Les chars de Vladimir Poutine tirent sur des enfants. Un grand nombre de personnes sont en déplacement.

Filip, un partisan de WeMove Europe en Pologne, qui a accueilli des réfugiés ukrainiens chez lui, a écrit pour dire que l’effort de secours actuel est en grande partie une initiative des gens.

  • Mardi soir, des volontaires polonais s’occupent d’un centre de crise et d’accueil pour réfugiés ukrainiens à Rzeszów (Photo : Andrew Rettman)

Il se sent abandonné par son gouvernement et l’UE. Et bien qu’il y ait de l’aide, la disproportion du fardeau est énorme.

Cette semaine, deux millions de personnes avaient fui l’Ukraine. Quelque 1,2 million sont arrivés en Pologne, 190 000 en Hongrie, 140 000 en Slovaquie, 80 000 en Moldavie, 80 000 en Roumanie et 210 000 dans d’autres pays de l’UE. Environ 80 000 personnes entrent chaque jour en Pologne, selon le HCR.

C’est la population de ma ville natale Galway, chaque jour.

Les volontaires et les organisations de la société civile travaillent sous pression constante pour aider les réfugiés à se réinstaller.

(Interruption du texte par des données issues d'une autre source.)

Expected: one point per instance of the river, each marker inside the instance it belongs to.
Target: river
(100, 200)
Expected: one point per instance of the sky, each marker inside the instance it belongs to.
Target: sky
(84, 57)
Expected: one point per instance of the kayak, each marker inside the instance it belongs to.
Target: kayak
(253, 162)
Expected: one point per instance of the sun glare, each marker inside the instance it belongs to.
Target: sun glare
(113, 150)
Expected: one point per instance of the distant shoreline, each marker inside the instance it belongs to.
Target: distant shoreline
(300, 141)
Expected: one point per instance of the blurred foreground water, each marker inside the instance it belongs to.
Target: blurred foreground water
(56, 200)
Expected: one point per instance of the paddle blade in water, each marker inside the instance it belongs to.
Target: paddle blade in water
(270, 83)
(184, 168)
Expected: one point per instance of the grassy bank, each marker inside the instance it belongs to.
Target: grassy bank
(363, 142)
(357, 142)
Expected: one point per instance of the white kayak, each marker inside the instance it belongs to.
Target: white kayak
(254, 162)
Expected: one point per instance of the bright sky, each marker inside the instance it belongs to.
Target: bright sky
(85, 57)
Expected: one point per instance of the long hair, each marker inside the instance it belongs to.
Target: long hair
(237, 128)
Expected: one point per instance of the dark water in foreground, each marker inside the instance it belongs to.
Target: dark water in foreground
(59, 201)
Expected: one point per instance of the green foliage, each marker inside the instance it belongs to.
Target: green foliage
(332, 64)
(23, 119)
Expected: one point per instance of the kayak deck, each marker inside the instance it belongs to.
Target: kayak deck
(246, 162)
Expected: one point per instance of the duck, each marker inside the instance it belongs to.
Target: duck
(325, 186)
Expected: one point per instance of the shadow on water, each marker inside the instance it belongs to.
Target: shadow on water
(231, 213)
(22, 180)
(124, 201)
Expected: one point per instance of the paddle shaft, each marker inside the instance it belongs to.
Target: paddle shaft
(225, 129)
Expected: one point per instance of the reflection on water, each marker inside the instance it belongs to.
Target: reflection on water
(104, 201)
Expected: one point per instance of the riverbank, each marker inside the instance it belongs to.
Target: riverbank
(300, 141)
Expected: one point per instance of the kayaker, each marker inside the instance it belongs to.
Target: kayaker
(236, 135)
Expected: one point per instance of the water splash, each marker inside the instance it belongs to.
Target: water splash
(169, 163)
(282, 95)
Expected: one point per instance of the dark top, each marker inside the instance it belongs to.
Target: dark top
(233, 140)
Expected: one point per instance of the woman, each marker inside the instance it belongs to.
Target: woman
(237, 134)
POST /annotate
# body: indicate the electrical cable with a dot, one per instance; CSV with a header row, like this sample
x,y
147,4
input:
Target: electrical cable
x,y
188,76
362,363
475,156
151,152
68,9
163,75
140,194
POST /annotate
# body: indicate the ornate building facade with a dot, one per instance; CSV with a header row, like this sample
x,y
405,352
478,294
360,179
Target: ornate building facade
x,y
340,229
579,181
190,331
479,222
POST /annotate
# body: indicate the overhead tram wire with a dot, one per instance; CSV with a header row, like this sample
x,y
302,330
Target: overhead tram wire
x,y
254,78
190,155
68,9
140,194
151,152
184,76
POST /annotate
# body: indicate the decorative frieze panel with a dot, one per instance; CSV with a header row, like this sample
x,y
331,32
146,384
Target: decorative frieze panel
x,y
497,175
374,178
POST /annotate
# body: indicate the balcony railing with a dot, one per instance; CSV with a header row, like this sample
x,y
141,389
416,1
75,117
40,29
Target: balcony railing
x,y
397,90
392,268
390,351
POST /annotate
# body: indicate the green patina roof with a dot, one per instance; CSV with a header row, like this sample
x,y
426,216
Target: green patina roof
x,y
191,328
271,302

En bas de la rue à Berlin, 6 000 personnes sont arrivées à Hauptbahnhof en une journée, jeudi dernier (3 mars). Eux aussi sont majoritairement soutenus par des bénévoles.

Mais ce sont les États membres européens qui doivent assumer la responsabilité de cette crise. Et ils peuvent commencer par mettre en œuvre la directive sur la protection temporaire — pour tout le monde.

La semaine dernière, 92 000 Européens ont signé la pétition WeMove Europe réclamant cette démarche légale, afin que des millions de personnes en déplacement aient l’espoir d’un visa temporaire, quelle que soit la couleur de leur peau ou de leur passeport.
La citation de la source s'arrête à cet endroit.